La Confédération paysanne note "une nette rupture" avec la précédente Commissaire européenne chargée de l'agriculture, Marian Fischer Boel. Cette rupture "entrouvre […] une porte sur la réflexion vers un changement des systèmes de production agricole" Si "le rééquilibrage des aides entre Etats membres et entre producteurs, le développement de l'emploi, le soutien aux petites fermes et le plafonnement des aides qu'il appelle de ses vœux seraient des orientations importantes", la Confédération paysanne regrette néanmoins que les "solutions proposées révèlent bien […] une idéologie constante de la Commission européenne dans son ensemble, qui persiste à croire que le marché est la référence et la compétitivité la solution."

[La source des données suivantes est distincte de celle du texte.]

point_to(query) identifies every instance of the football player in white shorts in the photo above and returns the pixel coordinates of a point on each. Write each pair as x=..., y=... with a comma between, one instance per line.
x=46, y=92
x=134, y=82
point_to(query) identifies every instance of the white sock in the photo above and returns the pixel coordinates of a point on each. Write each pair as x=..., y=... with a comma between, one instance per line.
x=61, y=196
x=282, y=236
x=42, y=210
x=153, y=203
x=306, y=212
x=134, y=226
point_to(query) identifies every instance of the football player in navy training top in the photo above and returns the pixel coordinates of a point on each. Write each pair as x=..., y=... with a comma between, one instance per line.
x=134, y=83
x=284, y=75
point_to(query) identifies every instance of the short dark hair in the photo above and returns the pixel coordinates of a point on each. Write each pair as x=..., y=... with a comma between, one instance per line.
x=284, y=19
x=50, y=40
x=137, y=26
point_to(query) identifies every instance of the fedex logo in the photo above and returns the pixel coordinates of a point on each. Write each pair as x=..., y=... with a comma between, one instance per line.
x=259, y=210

Du côté des ONG environnementales, le Bureau européen de l'environnement (BEE) "accueille favorablement le fait que la proposition de la Commission fasse germer une PAC plus verte" tout en rappelant qu'il appelle à "une PAC radicalement réformée pour assurer la sécurité alimentaire à long terme […] et restaurer son crédit environnemental." Les Amis de la Terre Europe jugent pour leur part que "les propositions visant à récompenser les paysans responsables, sur le plan social et environnemental, peuvent donner une nouvelle légitimité sociale à la PAC." Cependant, ils insistent sur le problème de la dépendance européenne aux protéines végétales importées, qui, selon eux, appelle des "mesures plus concrètes et ambitieuses."